In the present study, the results of recent sampling surveys in the Gulf of Cádiz, currently the richest European area regarding the number of pinnotherid species, allow us to study the host preferences of these pea crabs, update and correct the latest known list of hosts [7], as well as analyse the implications that specificity or non-specificity for host selection and number of hosts could represent as a disadvantage or advantage regarding species’ distribution.

2. Materials and Methods

2.1. Study Area and Sample Collection

The study area is located in the southern part of the Iberian Peninsula, encompassing the area of the Gulf of Cádiz at 36° to 37.25° N and 6° to 7.5° W. The study area covers waters around the Gulf of Cádiz from the mouth of the Guadiana River that borders Portugal in Ayamonte (Huelva) to the Cape of Tarifa (Cádiz), with depths ranging from 3 to 800 m (Figure 1).

Pinnotherids were collected using two types of sampling surveys conducted in the subtidal area (ACUVEN-3 and ACUVEN-2 surveys) and from the continental shelf and slope (ARSA0318 and ARSA0319 surveys) of the Gulf of Cádiz (Figure 1).

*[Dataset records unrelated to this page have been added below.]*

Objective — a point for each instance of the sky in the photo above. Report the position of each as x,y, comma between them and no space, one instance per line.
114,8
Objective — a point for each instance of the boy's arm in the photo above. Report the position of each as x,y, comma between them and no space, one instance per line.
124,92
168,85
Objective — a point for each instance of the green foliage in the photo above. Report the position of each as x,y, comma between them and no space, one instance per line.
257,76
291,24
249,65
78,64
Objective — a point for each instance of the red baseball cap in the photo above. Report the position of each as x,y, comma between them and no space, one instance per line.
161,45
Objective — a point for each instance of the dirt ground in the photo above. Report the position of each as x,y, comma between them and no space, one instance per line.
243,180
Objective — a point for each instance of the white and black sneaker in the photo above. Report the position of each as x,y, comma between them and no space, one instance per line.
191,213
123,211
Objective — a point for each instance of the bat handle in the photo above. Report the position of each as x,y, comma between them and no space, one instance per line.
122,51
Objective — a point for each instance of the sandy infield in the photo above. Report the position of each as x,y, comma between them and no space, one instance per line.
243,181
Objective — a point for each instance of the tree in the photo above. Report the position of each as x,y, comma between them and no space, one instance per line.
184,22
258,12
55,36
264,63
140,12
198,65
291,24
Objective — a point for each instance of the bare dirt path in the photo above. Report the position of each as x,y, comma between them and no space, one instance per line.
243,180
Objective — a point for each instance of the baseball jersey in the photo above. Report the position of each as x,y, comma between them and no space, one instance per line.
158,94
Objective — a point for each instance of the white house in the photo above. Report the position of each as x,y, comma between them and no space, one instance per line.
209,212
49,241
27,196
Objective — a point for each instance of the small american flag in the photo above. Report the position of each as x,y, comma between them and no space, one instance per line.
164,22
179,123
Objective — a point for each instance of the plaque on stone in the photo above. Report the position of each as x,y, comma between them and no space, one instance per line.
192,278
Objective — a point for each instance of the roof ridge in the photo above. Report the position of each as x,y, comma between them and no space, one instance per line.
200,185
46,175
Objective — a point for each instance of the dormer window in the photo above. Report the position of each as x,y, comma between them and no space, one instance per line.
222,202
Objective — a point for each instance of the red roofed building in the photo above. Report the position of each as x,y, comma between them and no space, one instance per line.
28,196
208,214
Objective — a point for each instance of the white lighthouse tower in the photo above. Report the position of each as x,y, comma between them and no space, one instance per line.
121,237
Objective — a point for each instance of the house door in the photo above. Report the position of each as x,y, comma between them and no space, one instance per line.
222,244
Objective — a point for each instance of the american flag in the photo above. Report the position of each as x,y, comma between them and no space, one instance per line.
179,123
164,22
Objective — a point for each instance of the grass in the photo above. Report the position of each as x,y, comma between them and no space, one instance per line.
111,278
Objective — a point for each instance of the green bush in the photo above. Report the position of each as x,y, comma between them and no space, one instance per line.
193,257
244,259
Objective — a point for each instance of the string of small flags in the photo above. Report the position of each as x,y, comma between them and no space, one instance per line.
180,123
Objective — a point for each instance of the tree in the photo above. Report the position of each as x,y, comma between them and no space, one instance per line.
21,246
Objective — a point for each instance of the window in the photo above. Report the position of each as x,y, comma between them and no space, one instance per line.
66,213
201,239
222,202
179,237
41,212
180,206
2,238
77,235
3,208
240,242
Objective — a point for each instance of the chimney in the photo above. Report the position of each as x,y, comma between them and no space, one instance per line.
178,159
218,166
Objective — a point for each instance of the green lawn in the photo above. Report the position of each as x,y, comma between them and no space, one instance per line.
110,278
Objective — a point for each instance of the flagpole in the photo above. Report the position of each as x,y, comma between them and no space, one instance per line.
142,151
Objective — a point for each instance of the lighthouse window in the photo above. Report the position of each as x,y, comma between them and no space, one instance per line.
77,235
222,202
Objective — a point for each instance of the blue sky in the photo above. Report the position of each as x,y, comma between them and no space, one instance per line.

The ACUVEN-3 survey was carried out in May 2019, and it covered the whole subtidal area of the littoral of Huelva (3–15 m depth). The ACUVEN-2 survey was conducted in November 2020 in the protected subtidal area at the mouth of the Guadalquivir river. In both surveys, the sampling was conducted along transects perpendicular to the coast and separated by 1 nautical mile using a commercial hydraulic dredge with a rectangular cage (247–272 cm wide, 30 cm depth, and approximately 114 cm height), mounted upon two sledge runners. The spacing between the grid bars was 2 cm, and a hose connected to the front part of the cage was used to eject water under pressure. The sampling followed a systematic scheme where stations were located covering 3 depths of strata (3–6 m) (7–9 m) (9–12 m); for more details see Delgado et al. [8]. The ARSA0318 and ARSA0319 surveys were carried out in March 2018 and 2019, respectively, using bottom Baka 40/60 trawl gear with a 43.6 m footrope and a 60.1 m headline (an inner 20 mm mesh codend liner was used to prevent the escape of small individuals), and carried out from the bottom-trawler “Miguel Oliver”. Sampling was conducted in spring following a common protocol [9] and a random stratified scheme with 5 depths of strata (15–30, 31–100, 101–200, 201–500, and 501–800 m).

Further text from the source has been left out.